Letter to Ardina: 4th Graders and Re-Contextualization | Mark Dzula

Editor’s Note: This post inspired the following response: Reply to Mark: 3rd Graders & Site Specific Installation.

Dear Ardina,

I hope your residency is progressing well.  Both of my residencies are wrapping up their introductory phase.  In Staten Island, the fourth graders and I are exploring the question “How do we make the familiar strange and the strange familiar?” We’ve made collages, drawn everyday objects from observation, reinterpreted everyday objects in a game called “What Is It,” and re-interpreted images in an activity I call “This for That.” Here are some pictures:

Recently, we have been talking about “re-contextualization.” These eight syllables and nineteen letters are wildly popular with the students. Although this topic may seem difficult, we’ve had some exciting conversations, thanks in part to art inquiries with Maurizio Cattelan’s “Hollywood” sign. Cattelan is deeply involved with problems of image and representation (or re-presentation). Once, he built a version of the Hollywood sign over a dump in Sicily. The students laugh when they learn that it is in a dump. One student even suggested that this placement indicates Cattelan’s critical attitude toward Hollywood.

   

Interestingly, it is doubtful that the students will get to see Cattelan’sexhibit at the Guggenheim, even though the Hollywood sign is their “key artwork” for the year. The exhibit shows many provocative works and our administration is struggling with how/if they can show any of it.
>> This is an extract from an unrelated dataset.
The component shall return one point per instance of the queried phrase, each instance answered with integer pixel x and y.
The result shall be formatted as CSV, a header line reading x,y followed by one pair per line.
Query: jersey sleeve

This brings up an interesting question—as teaching artists, what kinds of conversations are we ready to have with students? What kinds of conversations can we have?  Museums inevitably show work that students may be shocked by; even abstract nudes throw groups into fits if they’re not properly prepared.

Cattelan knowingly presents a different sort of shock, which understandably has caused the administration’s cautious stance. However, I personally appreciate Cattelan’s dark gestures; his morbid humor raises pertinent questions about contemporary society, questions that children deal with very often. Although schools would like to promote a rosy sense of childhood, I know you have also witnessed many students dealing with dark and difficult realities. Still, I understand that it’s not my place to broach these topics or force these conversations to occur. Right?

Then why keep the Cattelan piece as the key artwork? For one, it is a great catalyst. It is an exciting, appropriate, and accessible work that has enabled us to explore questions of image, context, and meaning. Also, as a professional goal, I want the students to work with images. Furthermore, no other work on view at the Guggenheim similarly captured the teachers’ enthusiasm during our initial planning meetings. Finally, the work relates to our essential question very well.

We’ve talked a little bit about this in person, but I am interested to know more about your thoughts.  I’m also interested to know about your own current challenges as your residency takes flight.